In these three examples, the value migration is to another set of medical conditions. This value is captured through application development. Though soil sampling and screening are essential, successful companies need to commoditize the soil sampling and screening steps into lower cost activities and focus on building other enabling capabilities.
- Cyclosporine was discovered by scientists at Sandoz to be an immunosuppressant. It has since been approved for immunosuppression in organ transplantation and to treat various inflammatory conditions. First launched in 1983, it is now on the World Health Organization’s List of Essential Medicines.
- Sirolimus’ development as an antifungal drug was abandoned in the mid 1970’s because its antifungal benefits were outweighed by its immunosuppressive toxicity. By the mid-1980’s advances in organ transplantation created a new need to treat transplant organ rejection. That was when a Wyeth-Ayerst scientist spotted the potential of sirolimus. By 2000, sirolimus received its first approval, for use in kidney transplantation.
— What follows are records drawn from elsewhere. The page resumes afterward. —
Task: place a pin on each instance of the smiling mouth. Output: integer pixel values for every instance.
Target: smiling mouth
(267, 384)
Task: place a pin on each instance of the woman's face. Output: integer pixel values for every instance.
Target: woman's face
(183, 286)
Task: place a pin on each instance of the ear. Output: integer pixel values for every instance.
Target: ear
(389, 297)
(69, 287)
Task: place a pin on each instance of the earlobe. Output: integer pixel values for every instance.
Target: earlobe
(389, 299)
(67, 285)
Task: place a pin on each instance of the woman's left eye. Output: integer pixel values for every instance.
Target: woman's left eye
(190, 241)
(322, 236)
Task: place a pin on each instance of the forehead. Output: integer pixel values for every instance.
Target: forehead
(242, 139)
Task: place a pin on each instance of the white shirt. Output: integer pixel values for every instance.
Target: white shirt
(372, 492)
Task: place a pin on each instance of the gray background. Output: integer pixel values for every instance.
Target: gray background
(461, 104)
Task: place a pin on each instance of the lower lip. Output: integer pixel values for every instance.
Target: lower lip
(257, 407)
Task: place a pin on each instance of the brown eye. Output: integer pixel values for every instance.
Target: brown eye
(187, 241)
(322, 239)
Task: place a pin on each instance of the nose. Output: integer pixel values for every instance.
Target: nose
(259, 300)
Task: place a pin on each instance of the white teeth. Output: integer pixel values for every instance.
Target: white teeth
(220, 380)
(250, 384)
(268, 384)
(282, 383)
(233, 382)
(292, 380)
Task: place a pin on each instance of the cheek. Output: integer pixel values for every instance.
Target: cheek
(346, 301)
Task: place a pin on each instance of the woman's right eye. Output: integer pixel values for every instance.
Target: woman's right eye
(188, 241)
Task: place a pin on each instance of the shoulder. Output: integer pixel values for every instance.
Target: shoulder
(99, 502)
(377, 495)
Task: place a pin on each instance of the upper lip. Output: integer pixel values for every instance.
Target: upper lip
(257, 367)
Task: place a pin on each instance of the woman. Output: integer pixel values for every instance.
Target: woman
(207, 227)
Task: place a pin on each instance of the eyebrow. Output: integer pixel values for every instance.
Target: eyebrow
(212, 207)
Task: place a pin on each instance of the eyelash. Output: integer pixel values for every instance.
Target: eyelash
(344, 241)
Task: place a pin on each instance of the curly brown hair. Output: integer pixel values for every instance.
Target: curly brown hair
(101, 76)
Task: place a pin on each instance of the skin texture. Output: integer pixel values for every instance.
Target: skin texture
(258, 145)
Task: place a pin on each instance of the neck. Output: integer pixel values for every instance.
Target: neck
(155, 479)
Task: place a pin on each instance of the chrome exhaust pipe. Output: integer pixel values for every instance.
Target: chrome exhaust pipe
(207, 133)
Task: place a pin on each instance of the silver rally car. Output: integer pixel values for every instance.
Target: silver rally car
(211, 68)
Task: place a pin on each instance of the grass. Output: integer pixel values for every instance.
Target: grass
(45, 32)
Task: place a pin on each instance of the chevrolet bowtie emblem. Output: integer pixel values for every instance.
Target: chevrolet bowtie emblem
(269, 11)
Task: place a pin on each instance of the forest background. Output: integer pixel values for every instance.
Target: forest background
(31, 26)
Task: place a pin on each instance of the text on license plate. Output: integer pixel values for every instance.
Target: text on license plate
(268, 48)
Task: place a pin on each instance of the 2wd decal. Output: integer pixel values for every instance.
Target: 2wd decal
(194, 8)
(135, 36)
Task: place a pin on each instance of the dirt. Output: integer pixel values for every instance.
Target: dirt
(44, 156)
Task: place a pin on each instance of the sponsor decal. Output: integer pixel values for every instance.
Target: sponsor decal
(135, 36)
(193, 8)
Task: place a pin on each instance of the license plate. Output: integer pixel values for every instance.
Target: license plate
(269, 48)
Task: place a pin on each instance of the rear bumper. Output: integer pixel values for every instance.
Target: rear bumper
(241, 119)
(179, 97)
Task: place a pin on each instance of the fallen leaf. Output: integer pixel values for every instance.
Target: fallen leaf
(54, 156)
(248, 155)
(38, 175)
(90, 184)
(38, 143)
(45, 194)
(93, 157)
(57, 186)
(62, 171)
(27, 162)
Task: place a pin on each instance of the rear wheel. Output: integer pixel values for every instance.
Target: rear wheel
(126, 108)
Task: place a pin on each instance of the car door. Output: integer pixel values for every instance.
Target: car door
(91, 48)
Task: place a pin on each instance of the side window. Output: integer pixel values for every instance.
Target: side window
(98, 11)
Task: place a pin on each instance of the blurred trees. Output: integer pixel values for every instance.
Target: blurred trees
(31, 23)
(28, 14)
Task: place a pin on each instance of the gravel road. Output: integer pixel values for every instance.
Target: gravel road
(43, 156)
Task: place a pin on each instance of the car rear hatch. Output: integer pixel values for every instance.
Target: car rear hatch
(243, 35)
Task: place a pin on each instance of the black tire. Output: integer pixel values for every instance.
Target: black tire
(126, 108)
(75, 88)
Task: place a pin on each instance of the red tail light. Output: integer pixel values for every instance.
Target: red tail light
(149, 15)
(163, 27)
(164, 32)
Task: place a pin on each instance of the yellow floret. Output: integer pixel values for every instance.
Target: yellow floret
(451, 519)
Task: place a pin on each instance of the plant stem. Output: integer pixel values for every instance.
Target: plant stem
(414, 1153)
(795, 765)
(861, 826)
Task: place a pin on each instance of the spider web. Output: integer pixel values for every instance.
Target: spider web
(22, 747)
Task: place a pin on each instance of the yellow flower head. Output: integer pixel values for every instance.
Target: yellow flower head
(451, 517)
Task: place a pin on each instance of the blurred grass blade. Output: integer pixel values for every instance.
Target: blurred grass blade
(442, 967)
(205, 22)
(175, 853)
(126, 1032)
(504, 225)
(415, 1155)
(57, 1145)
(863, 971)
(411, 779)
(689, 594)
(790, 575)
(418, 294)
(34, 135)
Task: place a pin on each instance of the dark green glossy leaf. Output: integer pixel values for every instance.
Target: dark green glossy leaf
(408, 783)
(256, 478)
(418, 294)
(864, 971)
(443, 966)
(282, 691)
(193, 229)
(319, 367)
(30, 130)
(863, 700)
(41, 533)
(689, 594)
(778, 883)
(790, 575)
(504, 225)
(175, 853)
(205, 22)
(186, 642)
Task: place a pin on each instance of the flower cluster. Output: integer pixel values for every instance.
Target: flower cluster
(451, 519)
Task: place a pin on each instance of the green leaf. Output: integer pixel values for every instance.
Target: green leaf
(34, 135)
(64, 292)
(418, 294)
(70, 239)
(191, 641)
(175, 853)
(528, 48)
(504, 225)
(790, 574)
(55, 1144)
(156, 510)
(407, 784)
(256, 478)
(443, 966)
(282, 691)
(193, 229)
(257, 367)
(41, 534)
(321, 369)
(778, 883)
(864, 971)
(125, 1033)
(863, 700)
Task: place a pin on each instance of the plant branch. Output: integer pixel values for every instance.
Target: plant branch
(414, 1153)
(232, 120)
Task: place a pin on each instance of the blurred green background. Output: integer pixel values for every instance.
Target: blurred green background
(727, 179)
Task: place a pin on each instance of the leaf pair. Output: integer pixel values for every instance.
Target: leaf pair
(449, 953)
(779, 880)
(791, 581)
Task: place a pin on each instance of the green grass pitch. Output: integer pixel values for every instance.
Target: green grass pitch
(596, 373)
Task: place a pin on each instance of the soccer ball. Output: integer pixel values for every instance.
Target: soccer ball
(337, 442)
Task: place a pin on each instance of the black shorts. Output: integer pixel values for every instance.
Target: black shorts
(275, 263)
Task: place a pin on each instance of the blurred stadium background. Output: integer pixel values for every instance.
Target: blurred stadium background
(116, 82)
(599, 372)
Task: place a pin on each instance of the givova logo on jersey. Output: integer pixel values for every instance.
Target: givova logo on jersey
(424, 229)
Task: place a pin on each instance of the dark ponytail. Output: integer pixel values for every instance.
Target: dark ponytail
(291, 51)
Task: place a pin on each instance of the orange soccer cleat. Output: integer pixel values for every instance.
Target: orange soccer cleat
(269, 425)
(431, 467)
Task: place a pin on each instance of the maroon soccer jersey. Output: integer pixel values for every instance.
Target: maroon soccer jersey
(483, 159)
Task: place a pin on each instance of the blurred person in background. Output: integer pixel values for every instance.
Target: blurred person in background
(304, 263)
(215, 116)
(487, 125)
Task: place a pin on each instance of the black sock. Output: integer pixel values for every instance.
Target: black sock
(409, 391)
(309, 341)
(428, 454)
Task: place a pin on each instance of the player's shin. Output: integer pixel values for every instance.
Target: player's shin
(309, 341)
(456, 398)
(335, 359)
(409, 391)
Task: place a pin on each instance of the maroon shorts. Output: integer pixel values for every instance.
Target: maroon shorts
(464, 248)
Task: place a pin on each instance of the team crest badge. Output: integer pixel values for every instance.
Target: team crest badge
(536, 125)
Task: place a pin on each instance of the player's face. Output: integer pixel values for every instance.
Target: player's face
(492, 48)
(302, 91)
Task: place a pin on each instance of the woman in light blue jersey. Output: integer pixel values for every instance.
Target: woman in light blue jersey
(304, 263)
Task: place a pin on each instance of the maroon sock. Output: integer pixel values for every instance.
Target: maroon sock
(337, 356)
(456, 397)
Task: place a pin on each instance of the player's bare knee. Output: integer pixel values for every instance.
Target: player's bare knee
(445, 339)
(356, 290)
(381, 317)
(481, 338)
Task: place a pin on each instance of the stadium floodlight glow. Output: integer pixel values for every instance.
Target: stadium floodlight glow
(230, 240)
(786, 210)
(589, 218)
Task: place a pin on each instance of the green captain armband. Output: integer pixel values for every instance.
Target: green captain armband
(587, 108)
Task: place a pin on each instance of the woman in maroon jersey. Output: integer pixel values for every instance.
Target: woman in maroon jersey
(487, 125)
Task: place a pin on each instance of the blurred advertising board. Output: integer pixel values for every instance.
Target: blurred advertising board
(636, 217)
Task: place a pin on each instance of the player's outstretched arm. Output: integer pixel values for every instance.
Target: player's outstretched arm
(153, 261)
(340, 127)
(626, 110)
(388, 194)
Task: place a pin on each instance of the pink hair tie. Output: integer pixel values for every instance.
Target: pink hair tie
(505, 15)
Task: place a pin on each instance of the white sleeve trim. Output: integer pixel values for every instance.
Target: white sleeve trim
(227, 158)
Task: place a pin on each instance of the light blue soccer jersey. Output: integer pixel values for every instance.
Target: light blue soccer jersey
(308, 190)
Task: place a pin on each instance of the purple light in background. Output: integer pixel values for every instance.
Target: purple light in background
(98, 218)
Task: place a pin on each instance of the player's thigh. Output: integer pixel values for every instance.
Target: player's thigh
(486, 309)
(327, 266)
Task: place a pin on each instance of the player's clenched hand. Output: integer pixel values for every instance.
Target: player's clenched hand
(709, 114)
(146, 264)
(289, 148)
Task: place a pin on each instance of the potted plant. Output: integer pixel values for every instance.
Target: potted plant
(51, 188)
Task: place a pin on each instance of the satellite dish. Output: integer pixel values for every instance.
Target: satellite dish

- Another set of scientists observed that transplanted rat hearts treated with sirolimus had clean coronary arteries instead of the usual intimal thickening observed in heart transplantation. This led to the development of the first drug-eluting stent, where the stent is coated with sirolimus, to prevent restenosis of coronary arteries after coronary stenting. Johnson & Johnson’s Cordis division launched this product in 2002.
- Tacrolimus was targeted by scientists at Astellas to be an immunosuppressant very early in its development, following the work of cyclosporine and sirolimus. This led to its first approval, in 1994, for treating organ rejection in liver transplantation.
None of the original companies that screened samples for antibiotics captured this second cycle of innovation. These products were developed and launched by a different set of companies.
The difference between these two sets of companies is that the former set of companies optimized their operation to work in an upstream part of the R&D process while the latter set of companies have operations to perform activities further downstream in the R&D process, where value in the new cycle of innovation is created.
Startup companies with technology from university labs also fall into this trap. Seeing the paradigm of the current or prior cycle of innovation, their tendency is to follow that paradigm—to “create a better mouse trap.” Being academic labs, there is no exposure to the real world commercial market to discern where commercial value has migrated, and to figure out where the future cycle of innovation lies.
This is one reason where funding of applied science properly requires a nuanced mechanism to allow for this real world feedback.
Having worked in economic development in Canada, I have seen first-hand that there is no input or partnership with industry. The only industry involvement is from a company’s government affairs staff, to lobby for advantages for the company.
How helpful is that for developing good R&D policy by the government?